Capitalise on our own reinvention™
- Details
- Parent Category: Engels
- Category: Training
- Created: Tuesday, January 10 2017 16:49
- Published: Tuesday, January 10 2017 16:49
- Written by Bart
Isnello, Sicily, a few days ago. Physical training is mental training: the mind is but an organ to experience experience [Why let bad stuff in trough 'TV' and poisonous food?]
"Recent research has shown that our moods are far more strongly influenced by the people around us than we might think. All of us, as part of the Palaeolithic heritage (where we needed to be on the lookout for predators at all times), have a tendency to converge emotionally. We all seem to be programmed to be receptive to other people's emotions. And all have a tendency to recognize and feel emotions that are similar to our own. [T]the urge to mirror others is hardwired into our brain trough a neural feedback mechanism […] because cooperation leads to more food, better health, and economic growth for a community. [W]e automatically mimic and synchronise facial expressions, vocalisations, postures, body language and other behaviors with those of other people. We also experience the emotions associated with the particular behaviour we are mimicking. [T]he moods of friends of friends, and of friends of friends (people three degrees of separation away from us whom we have never met) can influence us trough our social network like a virus. A diverse range of phenomena are transmitted trough networks of friends in ways that are not enterily understood: happiness and depression, obesity, drinking and smoking habits, ill health, the inclination to turn out and vote in elections, a taste for certain music or food, a preference for online privacy, even the tendency to attempt or think about suicide. [T]hese feelings ripple trough networks like pebbles thrown into a pond. […] In a team situation, it is often the mood of the leader that sets the tone. If the leader is upbeat, the mood of the other team members will rise. But is if he or she is down, everyone is down. And these changes in mood can occur very rapidly. […]
A shift in attitude and behaviour culminates in the redefinition, and even reinvention, of our self. […] However, even when there are clear signs that change is required within an organisation, it is often resisted because people know it will involve moving into the unknown. Some of these resistances can be unconscious, and can even contribute to self-defeating acts of sabotage. For any organisation to change, the degree of dissatisfaction has to be greater than the degree of resistance. […] Nelson Mandela said, "Education is the most powerful weapon which you can use to change the world," but it can take time to educate people about the benefits of the change process. The company may have been drifting -- with many employees feeling like helpless bystanders, watching the situation -- and now is the time to give them "voice", to make them feel that they can be involved in making a difference. [Here] is a good example of learning and unlearning, of rules and norms that have become institutionalised, to the extend that the team members can no longer trace their origins [ , ]

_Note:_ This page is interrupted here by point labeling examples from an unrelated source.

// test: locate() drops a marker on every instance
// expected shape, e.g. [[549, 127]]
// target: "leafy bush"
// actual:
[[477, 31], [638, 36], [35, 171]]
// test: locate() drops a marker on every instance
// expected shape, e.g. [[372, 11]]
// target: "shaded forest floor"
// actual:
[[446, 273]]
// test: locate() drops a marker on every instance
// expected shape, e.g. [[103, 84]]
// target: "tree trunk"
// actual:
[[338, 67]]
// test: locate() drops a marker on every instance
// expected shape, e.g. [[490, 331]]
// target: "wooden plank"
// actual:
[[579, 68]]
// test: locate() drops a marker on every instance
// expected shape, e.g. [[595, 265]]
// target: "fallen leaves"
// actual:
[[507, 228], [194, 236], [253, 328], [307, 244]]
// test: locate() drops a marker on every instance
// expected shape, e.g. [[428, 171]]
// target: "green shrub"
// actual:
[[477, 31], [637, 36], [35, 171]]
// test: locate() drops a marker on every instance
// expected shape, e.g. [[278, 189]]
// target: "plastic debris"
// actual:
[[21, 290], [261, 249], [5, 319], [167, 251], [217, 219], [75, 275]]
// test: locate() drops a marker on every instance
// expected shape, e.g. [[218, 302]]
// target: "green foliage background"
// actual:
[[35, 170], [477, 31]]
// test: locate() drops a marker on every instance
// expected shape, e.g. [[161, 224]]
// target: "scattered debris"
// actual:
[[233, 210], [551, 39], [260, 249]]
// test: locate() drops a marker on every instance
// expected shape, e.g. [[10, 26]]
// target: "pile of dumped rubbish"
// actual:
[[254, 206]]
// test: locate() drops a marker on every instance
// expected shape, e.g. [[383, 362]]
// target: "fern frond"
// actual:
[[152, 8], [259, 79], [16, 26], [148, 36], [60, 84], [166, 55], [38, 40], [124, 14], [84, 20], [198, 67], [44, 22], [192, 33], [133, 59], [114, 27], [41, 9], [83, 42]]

Once upon a time there were six monkeys living in a cage. One day they awoke to find a ladder had been positioned right in the middle of the cage and from the top of it a bunch of bananas dangled invitingly from a rope. One of the monkeys immediately climbed the ladder, but as soon as it reached the bananas, ice-cold water was prayed down on all the other monkeys. This happened every time a monkey climbed the ladder and tried to grab the bananas. Very soon each monkey was on the lookout for one of its companions to climb the ladder. Whenever one of them tried, the other monkeys would stop it. As time went by, the monkeys simply learnt to ignore the bananas. Nothing would tempt them to try to get them, even after the bunch was lowered and within easy reach. The monkeys stayed well away: the last thing they wanted was another freezing shower.
Then one day a new monkey arrived in the cage. When he saw the bananas and tried to scale the ladder, all of the other monkeys attacked him and trashed him severely. The new monkey quickly discovered that the bananas were taboo. As time went by more monkeys from elsewhere found themselves in the cage. Each in turn learned their lesson: stay away from the bananas. When they tried to climb the ladder, the others (including the newcomers) would attack them. Typically, it was the most recent victims that punished the new transgressor most.
In fact, the monkeys were so busy punishing each other that they failed to notice that despite the regular appearance of newcomers, their numbers mysteriously remained the same. For every new monkey that appeared in the cage, one of the originals was removed. It didn't take very long before all the six original monkeys had been replaced. Nevertheless, no monkey ever tried to climb the ladder again, despite the fact that all the original monkeys had gone and none of the remaining ones had ever received the icy shower. Ignoring the bananas had simply become a fact of life. If the monkeys could have replied, when asked why they attacked anyone who went fro the bananas, their answer would almost certainly have been: "Well, I don't really know -- it's just the way we do things around here." As can happen to many of us, the monkeys had gotten stuck in their ways, and change was no longer an option. They had reframed the situation and the organisational system had gotten the better of them."